Installing Python for financial data science

What’s the most important part of a holiday? Well, if you can’t get to the airport on time, it’s unlikely you’ll be going anywhere. When it comes to learning Python, the most important thing is to install Python in the first place!

 

So how do you install Python, together with all the libraries you might need for financial data science? You could avoid installing Python on your own machine, and use something like Google Colab, which is a Jupyter notebook already setup on the cloud or something like Repl.it, which is another online Python option. In many online installations of Python, you might not necessarily have all the libraries you want installed, so you’ll have to install them in addition though using tools like pip or conda which we discuss later.

Installing Python on your own machine (or a cloud machine)

There are many Python distributions you could use (and I have to admit I haven’t used them all!), and you might find there’s often already one installed on your computer. Whenever I teach Python, I tend to recommend downloading and installing the Anaconda Python distribution. One reason is that it’s already got a lot of data science libraries included in the standard Anaconda installation. It also has a few GUI tools, although I must admit, I tend to prefer just to use command line tools (which are much quicker).

pip vs conda to install Python packages

Whatever Python distribution you choose to use, it’s likely you’ll need to install additional libraries.

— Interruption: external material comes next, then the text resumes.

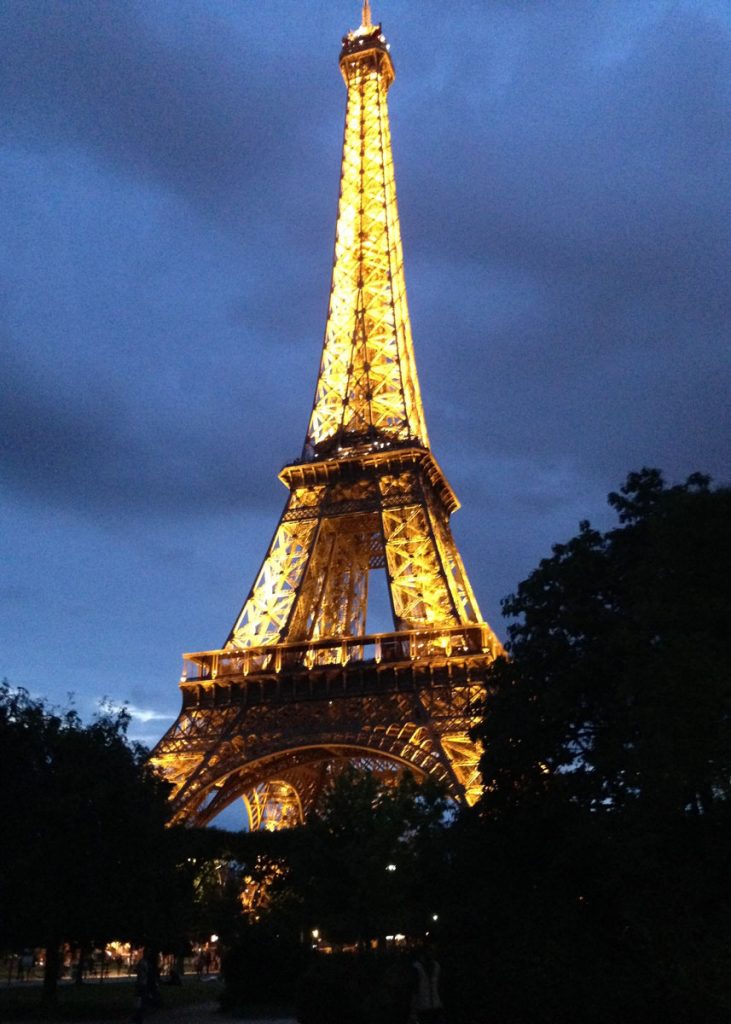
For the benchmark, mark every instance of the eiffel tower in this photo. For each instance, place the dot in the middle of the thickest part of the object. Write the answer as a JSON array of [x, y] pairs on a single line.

The most common way to do this is using pip, which automatically downloads the library and installs it. However, let’s say you want to install a library like blpapi, which is Bloomberg’s open source API. If you use pip to install it, you might need to do a number of additional steps, like setting your environment variables etc.

 

By contrast, if you use conda, which is included with Anaconda Python, to install the blpapi, it’ll do a lot of these additional steps for you making it much easier. conda also seems a bit better at handling version conflicts with various libraries, compared with pip. Furthermore, conda makes it a bit easier to manage your own different Python environments (if you don’t use conda, you can do something similar with pip and virtualenv).

 

It’s generally a very good idea to create your own conda environments with various libraries, rather than using the standard “base” environment. You can have multiple conda environments for different Python versions, and furthermore, if you end up breaking them, you can easily delete them (with the “base” environment, it can be the case that you need to resort to reinstalling Anaconda). conda allows you to easily export you conda environment to a YML file, which can used later by anyone to recreate the exact same conda environment which you have.

mamba to the rescue

conda is a great tool, however, it can become very slow when it’s trying to work out which libraries to install to avoid a possible version conflicts. Sometimes this is just a few minutes, or very much longer. mamba is a drop in replacement for conda. The key difference is that it’s very fast, and indeed when I’ve used to install new packages, it seems much faster than conda. I only recently started to use mamba, and I really wish I’d started to use it much earlier, as it would have saved me a lot of time.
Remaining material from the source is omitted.